2008 Financial Crisis

As we try to make sense of COVID-19 and how to adapt, perhaps the most compared period has been the 2008 Financial Crisis. Mostly because it’s the most recent, and to many, appears as the most similar. Although there are some similarities, let’s take a look at how these two crises differ for the automotive space. In the automotive space specifically, the 2008 Financial Crisis was primarily a demand shock, while COVID-19 is more of a supply shock. A J.D. Power survey in June found that 74% of US auto shoppers remained in-market during COVID-19 (compared to 31% in 2018).

“There are consumers who want to buy, have the ability to buy, but are not able to, so we are going to see pent-up demand” – Thomas King, President, J.D. Power Data and Analytics.

Of course, we did have more extreme “shock” in mid-March to May 2020. Using search volume as a proxy for demand, we saw a 25-35% drop as consumers shifted priorities to groceries and disinfectants. However, starting in June, J.D. Power reported eight consecutive weeks of increases in automotive sales.

What we saw during COVID-19 that we didn’t during the 2018 Financial Crisis was a huge drop in production and supply. Goldman Sachs reported just 25% of US Assembly plants that were open in early March as still being open in April. To compound that, many plants that were allowed to re-open by July could not because of summer holiday schedules that weren’t easily changeable – prolonging the downtime. Still, the expectations are that factories and many businesses will have re-opened to full or near-full capacity by Q4 2020 and beyond.

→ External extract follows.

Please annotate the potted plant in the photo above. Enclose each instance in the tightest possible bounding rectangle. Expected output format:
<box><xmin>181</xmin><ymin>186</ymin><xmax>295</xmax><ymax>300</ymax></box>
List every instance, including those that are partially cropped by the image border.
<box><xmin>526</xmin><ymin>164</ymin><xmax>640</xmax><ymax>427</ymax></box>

“As industries are gradually brought back online, that should produce an improvement in economy growth that could be ‘unprecedent’ for the U.S.” – Jan Hatzius, Chief Economist, Goldman Sachs.

Continued Uncertainty

Although there has been some optimism in the last few weeks – there is still a great amount of uncertainty that is keeping us from going into the Reframe stage. As of July 2020, 75% of car sales were in states that had some kind of restriction on automotive sales.

Unknowns 

DRIVING THE UNCERTAINTY ARE A COUPLE OF BIG UNKNOWS

  1. Demand:When will we see consumer confidence return to a pre-COVID level for discretionary spending for large purchases such as new vehicles?
  2. Unemployment:A strong correlation exists between unemployment levels and vehicle sales. When will unemployment start to rebound?
  3. Confidence & Safety:When will consumers feel comfortable with visiting dealerships?
  4. At-home Shopping:How can you meet the new expectations for digital retail experiences?
  5. The state of COVID19:With some states showing a resurgence, nobody knows the exact impeding effects, possible close-downs, and the effects of the re-opening of the school systems.
  6. Change in population centers:Will the population shift from the urban centers continue? Will the aversion to public transportation continue? Will this push automotive demand or will the trends reverse?

What Should You Do?

Perhaps the biggest correlation to the 2008 Financial Crisis is the stages of recovery and the response from businesses. Coming out of the “Respond” stage and into the “Rebuild” stage, we need to stay vigilant to changing trends, regulations, and consumer behavior. It’s still too early to tell on the longer-lasting effects of COVID and if consumer behavior will permanently change. Just like in 2008, unfortunately, it’s a wait-and-see game while making sure your business is prepared and able to act quickly to the ever-changing unknowns.

As we hopefully wrap up this phase in the coming two quarters, the priority will shift to rebuilding for the new normal and to meet the now-changed expectations and shopping behaviors of consumers.